Francesca Erdelmann, the World Food Programme’s country director for Zimbabwe, said last year’s harvest was bad, but this season is even worse. “This is not a normal circumstance,” she said.

The first few months of the year are traditionally the “lean months” when households run short as they wait for the new harvest. However, there is little hope for replenishment this year.

Joseph Nleya, a 77-year-old traditional leader in Mangwe, said he doesn’t remember it being this hot, this dry, this desperate. “Dams have no water, riverbeds are dry and boreholes are few. We were relying on wild fruits, but they have also dried up,” he said.

People are illegally crossing into Botswana to search for food and “hunger is turning otherwise hard-working people into criminals,” he added.

Multiple aid agencies warned last year of the impending disaster.

Since then, Zambian President Hakainde Hichilema has said that 1 million of the 2.2 million hectares of his country’s staple corn crop have been destroyed. Malawian President Lazarus Chakwera has appealed for $200 million in humanitarian assistance.

The 2.7 million struggling in rural Zimbabwe is not even the full picture. A nationwide crop assessment is underway and authorities are dreading the results, with the number needing help likely to skyrocket, said the WFP’s Erdelmann.

With this year’s harvest a write-off, millions in Zimbabwe, southern Malawi, Mozambique and Madagascar won’t be able to feed themselves well into 2025. USAID’s Famine Early Warning System estimated that 20 million people would require food relief in southern Africa in the first few months of 2024.
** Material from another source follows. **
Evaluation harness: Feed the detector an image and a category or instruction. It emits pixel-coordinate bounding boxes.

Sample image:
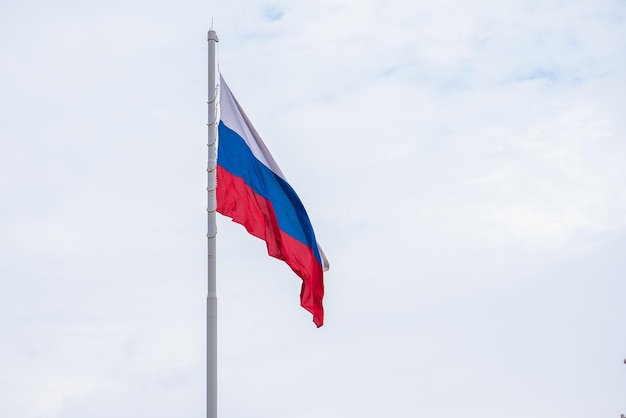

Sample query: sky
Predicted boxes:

Many won’t get that help, as aid agencies also have limited resources amid a global hunger crisis and a cut in humanitarian funding by governments.

As the WFP officials made their last visit to Mangwe, Ncube was already calculating how long the food might last her. She said she hoped it would be long enough to avert her greatest fear: that her youngest child would slip into malnutrition even before his first birthday.